Abstract
This study aimed to describe older persons’ experiences of eHealth services in home health care. A meta-ethnographic approach was applied, and a systematic literature search was conducted in three databases. In total, 11 articles were included and analysed, which resulted in two themes and six sub-themes. The results show that for older persons to use the eHealth services, they must provide some additional value compared to current contacts with healthcare professionals. Those with regular healthcare contact do not experience the eHealth service as adding anything to the care they already receive. The introduction of eHealth services involves learning how to use the new technology, and some older persons experience the technology as motivating and inspiring. The eHealth service makes some feel safer while some do not trust the technology. In order to make the best use of eHealth services, it is important that the services are adjusted not only to each person’s needs but also to their personal capabilities and resources, while the older person must feel valued as an active partner in the care process. Thus, when using eHealth services, the older person’s perspective needs to be given priority and decisions should not only be based on organizational considerations.
Introduction
Global demographic trends such as the increasing number of persons 60 years and older 1–4 are challenging health care due to growing requests for home-based health care. 3 Even if many older persons enjoy relatively good health into their later years, they often live with one or more chronic conditions and are in need of help with various activities if their independence in their own homes is to be ensured. 5 Home health care takes place in the older person’s home and depends on the collaboration of various people who can play active roles, such as family members and healthcare professionals. 6 However, the current home healthcare system has its limitations. The consequences of these limitations and the chronic nature of cognitive impairment result in individual care needs for many older people. 7 To improve the quality of care, more frequent care that targets individual needs seems to be what is needed. 8 A possible solution to the need for improved home health care is the use of eHealth services.9,10 eHealth services are defined as ‘health services and information delivered or enhanced through the internet and related technologies’. 11 They include the use of information and communication technologies (ICT) in supporting health. 12 In this study, we define eHealth as the use of ICT in home health care as used either by the older person him/herself or by the healthcare professional. There are a variety of eHealth services that can be used to enhance the quality of life of persons who have reduced health capacity. eHealth services can be central in providing support to family members through enhancing access to information and community resources and to connections with formal and informal support services. 5 Research14,15 indicates, for example, that the use of eHealth in home health care is successful in supporting older persons with cognitive impairment and their caregivers through the earlier detection of needs, increased self-monitoring and the encouragement of the resulting independence.13,14 Despite promising results regarding the use of eHealth services in the elderly population, the implementation of eHealth can be difficult as older persons are often unfamiliar with this type of technology.

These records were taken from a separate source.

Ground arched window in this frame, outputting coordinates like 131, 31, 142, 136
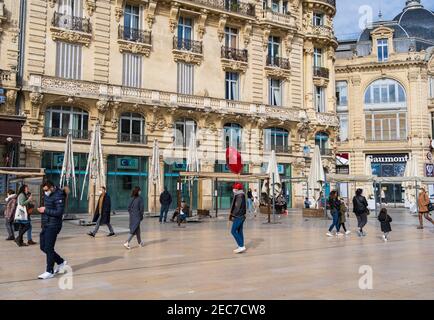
364, 79, 407, 141
223, 123, 243, 150
44, 106, 89, 139
264, 128, 289, 153
315, 132, 331, 156
118, 112, 146, 143
175, 118, 196, 148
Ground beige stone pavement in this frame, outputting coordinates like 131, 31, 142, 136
0, 209, 434, 300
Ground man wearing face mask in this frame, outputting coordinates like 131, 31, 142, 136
38, 181, 66, 280
229, 183, 247, 253
88, 187, 115, 237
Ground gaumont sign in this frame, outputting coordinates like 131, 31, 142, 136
368, 153, 409, 163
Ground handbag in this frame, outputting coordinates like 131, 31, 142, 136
15, 204, 29, 221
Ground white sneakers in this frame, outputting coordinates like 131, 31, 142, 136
234, 247, 246, 253
38, 271, 54, 280
54, 260, 67, 274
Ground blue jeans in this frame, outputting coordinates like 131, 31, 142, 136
231, 217, 246, 247
329, 210, 339, 232
159, 204, 169, 222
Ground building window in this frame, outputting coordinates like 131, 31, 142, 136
122, 53, 143, 88
268, 36, 280, 60
177, 62, 194, 94
264, 128, 289, 153
56, 42, 82, 80
336, 81, 348, 107
377, 39, 389, 62
315, 86, 325, 112
225, 72, 240, 100
44, 106, 89, 139
58, 0, 83, 17
313, 48, 322, 68
223, 123, 243, 151
225, 27, 238, 49
313, 13, 324, 26
119, 112, 146, 143
175, 118, 196, 148
338, 113, 348, 142
315, 132, 331, 156
268, 79, 282, 106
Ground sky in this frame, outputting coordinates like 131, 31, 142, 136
334, 0, 434, 39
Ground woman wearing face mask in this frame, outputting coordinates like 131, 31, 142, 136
124, 187, 145, 249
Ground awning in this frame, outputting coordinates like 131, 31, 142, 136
0, 115, 26, 143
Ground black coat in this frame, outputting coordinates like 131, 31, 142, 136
378, 213, 392, 232
93, 193, 112, 224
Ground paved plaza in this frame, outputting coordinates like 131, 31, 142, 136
0, 209, 434, 300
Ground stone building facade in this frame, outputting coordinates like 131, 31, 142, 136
336, 0, 434, 203
2, 0, 338, 212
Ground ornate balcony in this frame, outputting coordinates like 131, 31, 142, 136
44, 127, 90, 140
50, 12, 92, 46
313, 67, 329, 79
118, 26, 152, 57
178, 0, 255, 18
221, 46, 248, 72
27, 74, 306, 122
118, 133, 148, 144
173, 37, 203, 64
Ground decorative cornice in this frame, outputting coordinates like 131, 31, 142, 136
118, 39, 152, 57
50, 27, 92, 47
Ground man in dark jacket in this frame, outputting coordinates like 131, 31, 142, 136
229, 183, 247, 253
159, 187, 172, 223
88, 187, 115, 237
38, 181, 66, 280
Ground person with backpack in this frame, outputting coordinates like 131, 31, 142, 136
229, 183, 247, 253
353, 189, 369, 237
378, 208, 392, 242
326, 190, 341, 237
4, 190, 17, 241
417, 187, 434, 229
37, 181, 67, 280
159, 187, 172, 223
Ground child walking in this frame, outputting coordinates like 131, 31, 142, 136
378, 208, 392, 241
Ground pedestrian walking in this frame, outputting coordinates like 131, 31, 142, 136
229, 183, 247, 253
160, 187, 172, 223
247, 188, 253, 214
417, 187, 434, 229
338, 199, 351, 235
4, 190, 17, 241
353, 189, 369, 237
88, 186, 115, 237
378, 208, 392, 241
124, 187, 145, 249
15, 184, 36, 247
37, 181, 67, 280
326, 190, 341, 237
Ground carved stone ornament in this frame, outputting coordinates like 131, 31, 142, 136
85, 0, 96, 16
51, 27, 92, 47
221, 58, 248, 73
173, 49, 203, 65
118, 39, 152, 57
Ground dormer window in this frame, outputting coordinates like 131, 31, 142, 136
377, 39, 389, 62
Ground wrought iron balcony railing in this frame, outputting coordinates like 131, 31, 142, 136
51, 12, 92, 33
188, 0, 255, 17
173, 37, 202, 54
267, 56, 290, 70
118, 133, 148, 144
222, 46, 247, 62
313, 67, 329, 79
44, 127, 90, 140
118, 26, 152, 44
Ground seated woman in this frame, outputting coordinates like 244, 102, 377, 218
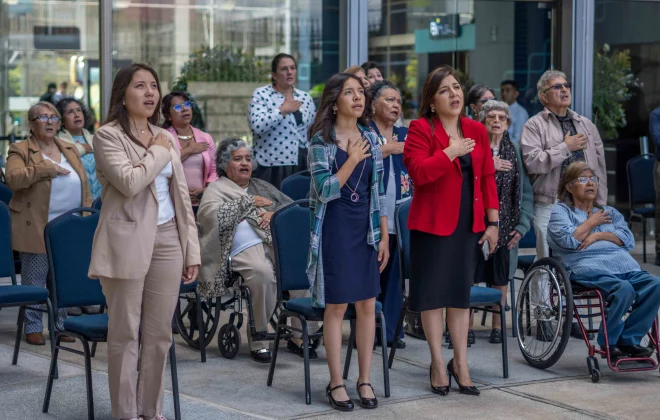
197, 138, 317, 363
548, 162, 660, 357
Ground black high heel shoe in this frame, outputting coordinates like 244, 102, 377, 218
429, 365, 451, 397
447, 359, 481, 396
325, 384, 353, 411
357, 382, 378, 409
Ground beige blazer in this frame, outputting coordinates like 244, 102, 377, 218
6, 136, 92, 254
89, 122, 200, 279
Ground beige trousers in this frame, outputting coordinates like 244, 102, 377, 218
100, 221, 183, 419
231, 244, 319, 351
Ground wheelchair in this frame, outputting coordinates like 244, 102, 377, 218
175, 257, 321, 359
516, 257, 660, 383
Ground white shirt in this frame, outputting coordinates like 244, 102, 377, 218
229, 188, 263, 257
248, 85, 316, 166
156, 162, 174, 226
43, 153, 82, 222
508, 102, 529, 144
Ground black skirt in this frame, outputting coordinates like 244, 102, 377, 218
410, 155, 483, 312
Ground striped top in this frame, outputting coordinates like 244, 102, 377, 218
548, 203, 641, 276
307, 125, 387, 308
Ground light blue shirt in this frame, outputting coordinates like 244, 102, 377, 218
548, 203, 641, 277
509, 102, 529, 144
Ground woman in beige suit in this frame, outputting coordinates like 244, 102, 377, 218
89, 64, 200, 420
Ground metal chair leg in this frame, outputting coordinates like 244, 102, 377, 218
500, 302, 509, 379
387, 298, 408, 369
343, 319, 356, 379
41, 337, 60, 413
170, 337, 181, 420
80, 339, 94, 420
195, 289, 205, 363
376, 312, 390, 398
11, 306, 25, 365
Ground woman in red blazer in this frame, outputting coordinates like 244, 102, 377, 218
403, 66, 499, 395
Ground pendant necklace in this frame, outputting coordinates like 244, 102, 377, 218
335, 151, 368, 203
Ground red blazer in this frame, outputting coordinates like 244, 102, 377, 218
403, 117, 499, 236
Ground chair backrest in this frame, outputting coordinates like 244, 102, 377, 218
518, 224, 536, 249
394, 200, 412, 281
0, 202, 16, 284
280, 171, 312, 201
270, 200, 310, 301
626, 154, 655, 211
0, 183, 14, 205
44, 208, 105, 308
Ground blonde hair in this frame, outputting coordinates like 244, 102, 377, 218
28, 101, 62, 136
557, 162, 602, 208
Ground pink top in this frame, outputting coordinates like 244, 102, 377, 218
181, 153, 206, 190
167, 127, 218, 188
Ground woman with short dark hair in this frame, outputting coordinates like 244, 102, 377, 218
248, 54, 316, 188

Various eHealth service frameworks show the importance of involving users early in the development process to get their perspective during continuous and systematic evaluations. 15 Nearly 1.5 billion, or 22% of people worldwide, use the internet regularly. 16 However, increased internet use has not yet resulted in the greater use of eHealth technologies in chronic disease populations. 17 Sociodemographic factors, including age, gender, socioeconomic status18,19 and a lack of user-friendly interfaces have been identified as key barriers to eHealth use among older persons, 20 and the challenge is to design systems that are acceptable and can be used effectively by older people. 21 eHealth services can facilitate the management of complex comorbidities, and as older persons represent the most frequent users of home health care, 3 an integrated and interpreted understanding is important. Therefore, this meta-ethnography aims to describe older persons’ experiences of eHealth services in home health care.
Methods
Meta-ethnography as described by Noblit and Hare 22 was applied in this study. Meta-ethnography is used for reviewing and synthesizing the findings of published qualitative research. Noblit and Hare describe meta-ethnography as being primarily an interpretive and inductive process that aims to develop new conceptual understanding, that is, it ‘seeks to go beyond single accounts to reveal the analogies between the accounts’ (p.13). The method includes three phases that are conducted in sequential order: systematic literature search, quality appraisal and synthesis of findings.
Systematic literature search
The systematic literature search was conducted in the following three databases: (i) PubMed, (ii) Cumulative Index to Nursing and Allied Health Literature (CINAHL) and iii) Scopus. The search strategy was developed in collaboration with a health science librarian and conducted during August and September of the year 2019. The search terms were identified according to the aim of the study and finally lead to four search blocks: (i) aged, (ii) experiences, (iii) eHealth and (iv) home health care. In each search block, keywords were combined with the Boolean operator OR, and the final search combined the blocks with the Boolean operator AND. In CINAHL and PubMed, indexed search terms, MeSH and CINAHL headings, as well as non-indexed keywords were used. In Scopus, only keywords were used since Scopus does not have indexed search terms.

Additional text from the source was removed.